Nonostante l'Arizona sia uno degli stati con la più bassa percentuale di precipitazioni degli Stati Uniti e perciò prevalentemente desertico, Tucson ha una scena musicalmente fiorente. Dopo i ritmi travolgenti ed entusiasmanti dei Mollys, questa città di confine ci propone The man called someone, il nuovo disco di John J. Coinman, perfettamente calato nella cultura derivante dalla fusione di diverse componenti etniche del Southwest. John J. è un signor nessuno credo per la maggior parte di noi, e nonostante abbia raggiunto la maturità senza conquistare la fama, si dimostra un autore di tutto rispetto con un curriculum vitae invidiabile.
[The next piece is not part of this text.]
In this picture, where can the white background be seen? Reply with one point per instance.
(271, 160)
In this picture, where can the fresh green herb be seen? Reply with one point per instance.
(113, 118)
Supervisore delle musiche per il bellissimo Balla coi lupi, Coinman stringe amicizia con il bel Kevin Costner, il quale gli da una mano cantando nel disco Roving boy. L'intesa tra i due continua e Costner chiama nuovamente Coinman per The Postman, scegliendo alcune sue canzoni per la colonna sonora ed affidandogli un ruolo nel film peraltro snobbato da pubblico e critica, più propensi a valutare l'attore per le sue interpretazioni da damerino che per le sue coraggiose regie. Coinman rimane comunque attivo su diversi fronti, curando la parte musicale di alcuni spettacoli di Michael Blake, autore del libro Balla coi lupi, collaborando con l'ex batterista dei Doors John Densmore e regalando quattro canzoni a James Intveld per il suo nuovo album.
John J. Coinman è un figlio del deserto, uno storyteller di confine, che come le caparbie radici di un cactus, affonda le proprie riflessioni nel profondo dell'animo umano fino a portare in superficie l'essenza vitale dei sentimenti. J.J. è un autore di straordinaria intensità e profondità in grado di fondere folk, rock e country con la stessa poesia di Butch Hancock, con il sapiente equilibrio di Joe Ely ed il nostalgico lirismo del Bruce Cockburn di The charity of night.
La sua voce sabbiosa e malinconica tratteggia storie di vita vissuta a contatto con il silenzio delle steppe desertiche e la sua scrittura è piena di riferimenti alla propria terra: strade solitarie alla luce evanescente del tramonto, deli stellati, vecchi stivali che calciano la polvere, il mormorio del vento ed i fantasmi del deserto. Il produttore, l'ex chitarrista degli X Tony Gilkyson ha saputo conferire a The man called someone un suono scarno ed essenziale perfettamente in sintonia con le liriche introspettive del cantautore. La voce, l'armonica e l'acustica di Coinman sono protagonisti assoluti di tutto il lavoro ed in particolare di ballate solitarie ed introverse come I'm James Dean, celebrazione di un mito generazionale, Desperate man, Jenny I know you e Simple truth.
Old Town è una suggestiva cavalcata oltre il confine, un brano interpretato magistralmente ed arrangiato in modo sorprendente con le delicate melodie della Vera Cruz harp di Arturo Gerst a diffondere un vago profumo di tequila e tortillas. Meritano un attento ascolto anche la titletrack, sorta di «road song» con una limpida slide guitar decisamente cooderiana; l'intensa Great Divide scritta insieme a Kevin Costner, il country rock diretto di Heart of mine con Gilkyson all'elettrica e Stranger in this country, la cui strofa portante «sono uno straniero in questo paese chiamato me stesso», può essere considerata come la sintesi della poetica di questo ottimo compositore.